Elektrik, doğalgaz, akaryakıt, bütün ihtiyaç maddelerine gelen zamlar, emeğiyle geçinen tüm toplum kesimleri gibi bizlerin de alım gücünü sürekli olarak düşürüyor ve ay sonunu zor getiriyoruz.

Hayat standartlarımızı koruyabilmek için artık iki, üç işte çalışmak da yetmiyor. Her geçen gün daha yoksullaşıyor, daha çok borçlanıyor, yaşamakta zorlanıyoruz. Yıllarca 'Hastane kuyruklarını kaldırdık' diye siyasi propaganda yapanlar şimdilerde ise günlerce, haftalarca hastanelerden randevu bile alınamaması ile ilgili sessiz kalmaktadır. Çöken sağlık sisteminin altında en çok ezilen ise biz hekimler ve sağlık emekçileri olduk. Mesleğimiz değersizleştirildi, emeğimiz ucuzlatıldı; kötü çalışma ortamlarında, ağır çalışma koşullarında düşük ücretlerle çalışmaya zorlandık. Yirmi yıldır uygulanan 'Sağlık Reformu' sonrasında 'Sağlıkta Şiddet', artık günlük yaşamımızın bir parçası oldu. Sabah evimizden çıkarken akşam evimize sağ salim dönebilmenin endişesini yaşıyoruz.

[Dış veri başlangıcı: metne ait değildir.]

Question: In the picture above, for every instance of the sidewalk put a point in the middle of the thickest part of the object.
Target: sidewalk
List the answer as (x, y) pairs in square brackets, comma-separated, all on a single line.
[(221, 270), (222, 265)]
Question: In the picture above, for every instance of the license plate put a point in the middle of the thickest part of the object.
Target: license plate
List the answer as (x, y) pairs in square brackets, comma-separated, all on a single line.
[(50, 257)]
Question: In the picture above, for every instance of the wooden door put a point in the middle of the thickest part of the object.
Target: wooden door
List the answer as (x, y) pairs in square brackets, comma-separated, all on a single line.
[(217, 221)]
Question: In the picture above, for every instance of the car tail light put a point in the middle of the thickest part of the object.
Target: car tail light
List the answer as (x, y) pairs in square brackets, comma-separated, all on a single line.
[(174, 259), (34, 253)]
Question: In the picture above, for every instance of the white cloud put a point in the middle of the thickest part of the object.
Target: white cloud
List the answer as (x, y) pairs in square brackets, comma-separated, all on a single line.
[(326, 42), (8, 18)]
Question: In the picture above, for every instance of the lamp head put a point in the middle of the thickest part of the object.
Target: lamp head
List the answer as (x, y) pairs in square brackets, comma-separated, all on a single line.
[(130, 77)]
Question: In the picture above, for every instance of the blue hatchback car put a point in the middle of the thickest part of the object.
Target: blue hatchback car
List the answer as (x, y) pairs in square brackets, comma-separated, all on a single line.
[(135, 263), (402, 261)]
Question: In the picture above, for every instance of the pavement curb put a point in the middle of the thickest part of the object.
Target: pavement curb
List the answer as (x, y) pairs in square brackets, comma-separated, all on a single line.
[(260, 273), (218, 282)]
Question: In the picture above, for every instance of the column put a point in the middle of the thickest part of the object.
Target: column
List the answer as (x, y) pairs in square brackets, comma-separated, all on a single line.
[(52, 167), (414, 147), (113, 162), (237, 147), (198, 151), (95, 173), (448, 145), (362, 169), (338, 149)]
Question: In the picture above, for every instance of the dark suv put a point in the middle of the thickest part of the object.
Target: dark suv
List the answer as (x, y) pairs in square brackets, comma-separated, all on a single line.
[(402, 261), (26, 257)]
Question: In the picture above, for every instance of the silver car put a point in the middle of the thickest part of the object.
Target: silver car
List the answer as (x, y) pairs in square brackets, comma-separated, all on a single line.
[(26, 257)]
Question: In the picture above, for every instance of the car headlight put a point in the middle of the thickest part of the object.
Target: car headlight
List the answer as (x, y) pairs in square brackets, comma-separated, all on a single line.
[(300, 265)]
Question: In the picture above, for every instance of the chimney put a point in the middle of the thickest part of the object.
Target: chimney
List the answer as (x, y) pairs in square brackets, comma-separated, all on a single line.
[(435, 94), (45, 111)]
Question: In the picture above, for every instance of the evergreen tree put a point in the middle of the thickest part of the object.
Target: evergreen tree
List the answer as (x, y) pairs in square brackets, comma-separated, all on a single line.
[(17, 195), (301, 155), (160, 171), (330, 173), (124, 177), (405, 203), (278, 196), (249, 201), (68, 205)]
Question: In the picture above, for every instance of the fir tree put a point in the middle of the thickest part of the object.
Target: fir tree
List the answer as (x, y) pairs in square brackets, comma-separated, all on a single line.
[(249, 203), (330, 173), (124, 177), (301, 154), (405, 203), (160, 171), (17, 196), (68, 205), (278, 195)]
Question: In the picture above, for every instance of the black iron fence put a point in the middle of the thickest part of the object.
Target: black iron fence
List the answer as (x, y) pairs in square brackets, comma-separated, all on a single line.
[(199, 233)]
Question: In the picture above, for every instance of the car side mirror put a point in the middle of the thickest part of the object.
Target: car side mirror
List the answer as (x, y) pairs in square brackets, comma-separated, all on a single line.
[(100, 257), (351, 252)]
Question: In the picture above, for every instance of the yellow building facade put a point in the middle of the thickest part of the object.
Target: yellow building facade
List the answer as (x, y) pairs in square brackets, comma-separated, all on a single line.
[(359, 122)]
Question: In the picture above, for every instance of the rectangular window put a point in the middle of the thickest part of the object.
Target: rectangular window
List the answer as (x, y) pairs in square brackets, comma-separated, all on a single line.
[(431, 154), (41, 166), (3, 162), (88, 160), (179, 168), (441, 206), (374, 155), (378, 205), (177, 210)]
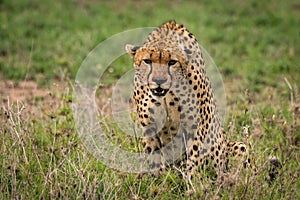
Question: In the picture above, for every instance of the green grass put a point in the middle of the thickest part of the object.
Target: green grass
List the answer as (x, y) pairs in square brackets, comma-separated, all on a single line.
[(255, 45)]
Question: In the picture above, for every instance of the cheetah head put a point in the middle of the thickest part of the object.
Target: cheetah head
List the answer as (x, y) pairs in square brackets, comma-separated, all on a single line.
[(158, 69)]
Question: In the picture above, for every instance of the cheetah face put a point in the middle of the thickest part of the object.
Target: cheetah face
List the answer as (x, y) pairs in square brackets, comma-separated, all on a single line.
[(157, 69)]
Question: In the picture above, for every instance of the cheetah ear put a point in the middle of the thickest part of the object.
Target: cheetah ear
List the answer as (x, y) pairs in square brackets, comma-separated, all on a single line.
[(131, 49)]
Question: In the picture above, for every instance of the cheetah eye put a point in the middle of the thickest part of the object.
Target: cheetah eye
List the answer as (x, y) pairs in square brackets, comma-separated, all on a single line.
[(147, 61), (172, 62)]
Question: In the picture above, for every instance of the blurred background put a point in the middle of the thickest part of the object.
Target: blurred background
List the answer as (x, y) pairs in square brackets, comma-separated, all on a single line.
[(257, 41)]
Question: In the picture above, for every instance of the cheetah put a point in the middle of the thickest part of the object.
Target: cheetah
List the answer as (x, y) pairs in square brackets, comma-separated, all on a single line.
[(175, 103)]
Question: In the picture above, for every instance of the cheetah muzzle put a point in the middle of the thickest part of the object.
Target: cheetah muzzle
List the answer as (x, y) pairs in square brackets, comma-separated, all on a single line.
[(160, 92)]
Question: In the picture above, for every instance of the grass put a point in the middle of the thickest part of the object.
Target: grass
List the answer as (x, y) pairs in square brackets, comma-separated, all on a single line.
[(255, 45)]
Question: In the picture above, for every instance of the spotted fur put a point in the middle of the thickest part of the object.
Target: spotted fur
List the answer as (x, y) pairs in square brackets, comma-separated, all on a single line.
[(175, 102)]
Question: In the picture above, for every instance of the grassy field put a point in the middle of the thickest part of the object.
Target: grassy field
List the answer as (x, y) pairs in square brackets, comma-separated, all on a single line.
[(255, 44)]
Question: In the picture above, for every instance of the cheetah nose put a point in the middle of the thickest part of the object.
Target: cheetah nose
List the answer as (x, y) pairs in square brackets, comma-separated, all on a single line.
[(159, 80)]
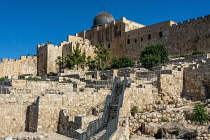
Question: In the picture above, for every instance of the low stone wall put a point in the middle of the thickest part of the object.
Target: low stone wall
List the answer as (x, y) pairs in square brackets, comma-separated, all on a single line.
[(68, 124), (76, 103), (13, 110), (46, 84), (197, 82)]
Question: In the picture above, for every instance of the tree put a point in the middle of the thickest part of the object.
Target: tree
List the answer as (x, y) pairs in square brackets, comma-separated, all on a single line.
[(200, 115), (82, 61), (59, 62), (76, 58), (153, 55), (121, 62), (102, 57), (91, 63)]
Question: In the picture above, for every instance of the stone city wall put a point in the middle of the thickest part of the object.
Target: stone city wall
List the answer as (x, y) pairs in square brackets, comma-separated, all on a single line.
[(197, 82), (16, 67), (13, 112), (45, 84), (68, 124), (77, 104)]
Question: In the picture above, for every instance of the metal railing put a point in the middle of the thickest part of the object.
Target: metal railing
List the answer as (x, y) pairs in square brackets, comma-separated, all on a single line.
[(4, 90), (96, 126), (113, 124)]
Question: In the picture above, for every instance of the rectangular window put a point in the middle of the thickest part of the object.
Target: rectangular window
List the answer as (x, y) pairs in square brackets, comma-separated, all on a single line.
[(160, 34), (149, 36), (128, 41)]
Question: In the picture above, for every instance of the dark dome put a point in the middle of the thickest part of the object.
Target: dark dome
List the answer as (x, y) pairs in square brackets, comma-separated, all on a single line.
[(102, 18)]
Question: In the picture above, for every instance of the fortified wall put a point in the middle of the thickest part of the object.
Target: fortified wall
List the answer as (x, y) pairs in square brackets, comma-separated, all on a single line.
[(15, 67), (48, 53), (180, 38)]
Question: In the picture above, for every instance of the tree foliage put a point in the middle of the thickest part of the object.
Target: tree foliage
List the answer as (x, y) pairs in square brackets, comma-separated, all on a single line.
[(102, 57), (200, 115), (59, 61), (77, 58), (198, 52), (121, 62), (91, 63), (153, 55)]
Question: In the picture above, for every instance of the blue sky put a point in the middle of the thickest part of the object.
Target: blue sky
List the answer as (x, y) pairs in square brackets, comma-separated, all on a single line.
[(25, 23)]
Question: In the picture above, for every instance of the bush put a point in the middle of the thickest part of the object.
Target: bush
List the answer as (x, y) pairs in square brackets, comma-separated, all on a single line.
[(153, 55), (134, 110), (184, 55), (200, 115), (52, 74), (121, 62), (3, 79), (198, 52), (35, 79), (164, 120)]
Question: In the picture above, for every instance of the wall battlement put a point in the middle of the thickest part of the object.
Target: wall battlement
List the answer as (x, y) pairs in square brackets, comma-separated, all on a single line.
[(192, 22)]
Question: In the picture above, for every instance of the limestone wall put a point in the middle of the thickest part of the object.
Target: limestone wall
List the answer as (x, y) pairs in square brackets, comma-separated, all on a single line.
[(47, 54), (138, 96), (68, 124), (16, 67), (45, 84), (77, 104), (13, 112), (197, 82)]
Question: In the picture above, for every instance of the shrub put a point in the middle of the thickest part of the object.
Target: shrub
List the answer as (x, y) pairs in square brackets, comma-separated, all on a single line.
[(65, 81), (200, 115), (198, 52), (134, 110), (3, 79), (184, 55), (164, 120), (153, 55), (35, 79), (121, 62), (52, 74)]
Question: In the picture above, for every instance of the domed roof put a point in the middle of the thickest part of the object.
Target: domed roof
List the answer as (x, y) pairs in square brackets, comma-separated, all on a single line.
[(102, 18)]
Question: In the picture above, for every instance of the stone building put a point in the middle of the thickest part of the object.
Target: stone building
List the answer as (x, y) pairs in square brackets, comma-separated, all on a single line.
[(122, 37)]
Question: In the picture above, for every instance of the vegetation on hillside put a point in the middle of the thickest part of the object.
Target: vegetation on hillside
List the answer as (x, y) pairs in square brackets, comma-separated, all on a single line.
[(153, 55), (198, 52), (200, 115), (121, 62), (3, 79)]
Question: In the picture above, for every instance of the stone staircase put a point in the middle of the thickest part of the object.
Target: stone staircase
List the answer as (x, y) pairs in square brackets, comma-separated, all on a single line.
[(113, 107)]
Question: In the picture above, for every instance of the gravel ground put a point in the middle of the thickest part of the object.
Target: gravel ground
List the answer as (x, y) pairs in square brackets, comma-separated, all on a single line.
[(34, 136)]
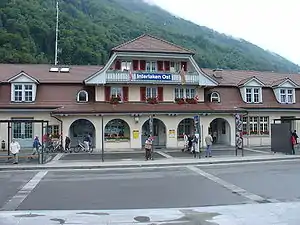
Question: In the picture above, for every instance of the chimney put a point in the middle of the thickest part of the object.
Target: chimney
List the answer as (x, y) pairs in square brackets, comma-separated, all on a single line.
[(217, 73)]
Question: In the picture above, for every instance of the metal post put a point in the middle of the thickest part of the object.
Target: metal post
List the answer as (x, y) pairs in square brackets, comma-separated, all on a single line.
[(8, 137), (151, 134), (42, 154), (102, 141)]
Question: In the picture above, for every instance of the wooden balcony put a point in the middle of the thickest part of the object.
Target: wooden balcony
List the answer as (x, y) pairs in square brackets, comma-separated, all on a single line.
[(150, 78)]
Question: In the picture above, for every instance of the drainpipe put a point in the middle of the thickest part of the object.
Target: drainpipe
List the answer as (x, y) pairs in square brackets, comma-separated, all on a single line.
[(61, 127)]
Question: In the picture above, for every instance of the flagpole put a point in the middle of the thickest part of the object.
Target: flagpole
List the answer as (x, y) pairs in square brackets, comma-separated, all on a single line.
[(56, 34)]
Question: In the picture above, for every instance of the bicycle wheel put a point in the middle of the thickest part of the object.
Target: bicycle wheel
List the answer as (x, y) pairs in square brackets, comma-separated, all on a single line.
[(77, 149)]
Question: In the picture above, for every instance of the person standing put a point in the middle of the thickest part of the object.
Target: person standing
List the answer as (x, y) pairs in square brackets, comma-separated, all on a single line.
[(208, 141), (15, 149), (215, 136), (36, 145), (148, 148)]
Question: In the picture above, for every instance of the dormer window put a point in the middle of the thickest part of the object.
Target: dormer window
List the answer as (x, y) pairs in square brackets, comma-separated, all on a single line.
[(252, 95), (22, 92), (82, 96), (215, 97), (286, 95)]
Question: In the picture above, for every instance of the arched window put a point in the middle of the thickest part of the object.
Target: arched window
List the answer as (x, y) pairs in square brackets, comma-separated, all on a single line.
[(82, 96), (117, 129), (215, 97)]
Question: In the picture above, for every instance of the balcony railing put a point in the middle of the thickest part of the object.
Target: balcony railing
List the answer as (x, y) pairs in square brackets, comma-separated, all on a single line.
[(149, 77)]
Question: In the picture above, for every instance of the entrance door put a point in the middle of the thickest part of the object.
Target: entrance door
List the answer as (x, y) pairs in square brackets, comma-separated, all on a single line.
[(23, 133), (159, 133)]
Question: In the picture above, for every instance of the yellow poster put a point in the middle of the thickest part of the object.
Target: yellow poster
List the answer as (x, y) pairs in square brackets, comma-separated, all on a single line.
[(171, 133), (136, 134)]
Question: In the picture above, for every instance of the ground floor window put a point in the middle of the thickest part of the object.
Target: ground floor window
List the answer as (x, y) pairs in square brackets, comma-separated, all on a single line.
[(53, 130), (256, 125), (117, 129), (186, 126)]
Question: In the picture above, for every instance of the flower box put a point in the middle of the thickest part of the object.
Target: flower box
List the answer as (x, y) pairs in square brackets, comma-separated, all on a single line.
[(180, 101), (191, 101), (115, 100), (152, 100)]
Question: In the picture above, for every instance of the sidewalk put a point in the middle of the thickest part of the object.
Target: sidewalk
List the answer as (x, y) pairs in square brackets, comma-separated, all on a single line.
[(89, 164)]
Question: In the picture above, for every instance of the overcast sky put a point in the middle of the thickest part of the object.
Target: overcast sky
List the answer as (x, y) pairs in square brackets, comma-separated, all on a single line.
[(272, 25)]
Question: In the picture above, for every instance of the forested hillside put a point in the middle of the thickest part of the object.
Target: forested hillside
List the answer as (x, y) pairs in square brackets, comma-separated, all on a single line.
[(90, 28)]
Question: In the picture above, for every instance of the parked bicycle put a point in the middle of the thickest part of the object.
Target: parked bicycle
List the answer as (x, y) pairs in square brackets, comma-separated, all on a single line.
[(81, 147), (54, 147)]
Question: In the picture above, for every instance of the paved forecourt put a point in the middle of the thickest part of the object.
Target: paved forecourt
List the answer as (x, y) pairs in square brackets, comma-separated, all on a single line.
[(169, 195)]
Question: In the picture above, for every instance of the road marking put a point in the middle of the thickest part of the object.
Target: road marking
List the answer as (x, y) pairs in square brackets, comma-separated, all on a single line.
[(258, 151), (164, 154), (22, 194), (56, 158), (233, 188)]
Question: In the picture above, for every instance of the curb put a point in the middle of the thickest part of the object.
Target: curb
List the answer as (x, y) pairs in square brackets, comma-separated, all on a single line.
[(54, 167)]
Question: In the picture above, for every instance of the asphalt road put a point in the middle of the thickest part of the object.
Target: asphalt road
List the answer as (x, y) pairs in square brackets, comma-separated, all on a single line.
[(151, 188)]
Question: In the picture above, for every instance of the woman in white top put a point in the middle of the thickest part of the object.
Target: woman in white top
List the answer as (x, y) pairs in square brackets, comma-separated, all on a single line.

Ekim ayından bu yana özlük haklarımız ve geleceğimiz için bir eylem sürecindeyiz. Beş aydır haklarımız için sağlık kurumlarında ve alanlardayız. Emeğimizin, mesleğimizin karşılığını istemekten vazgeçecek miyiz?

Hayır!

'Vazgeçmiyoruz; oyalama değil, hakkımız olanı istiyoruz' diyerek emeğimize, geleceğimize sahip çıkmaya devam ediyoruz.

Hep birlikte devam ediyoruz.

Sonuç alıncaya kadar devam ediyoruz.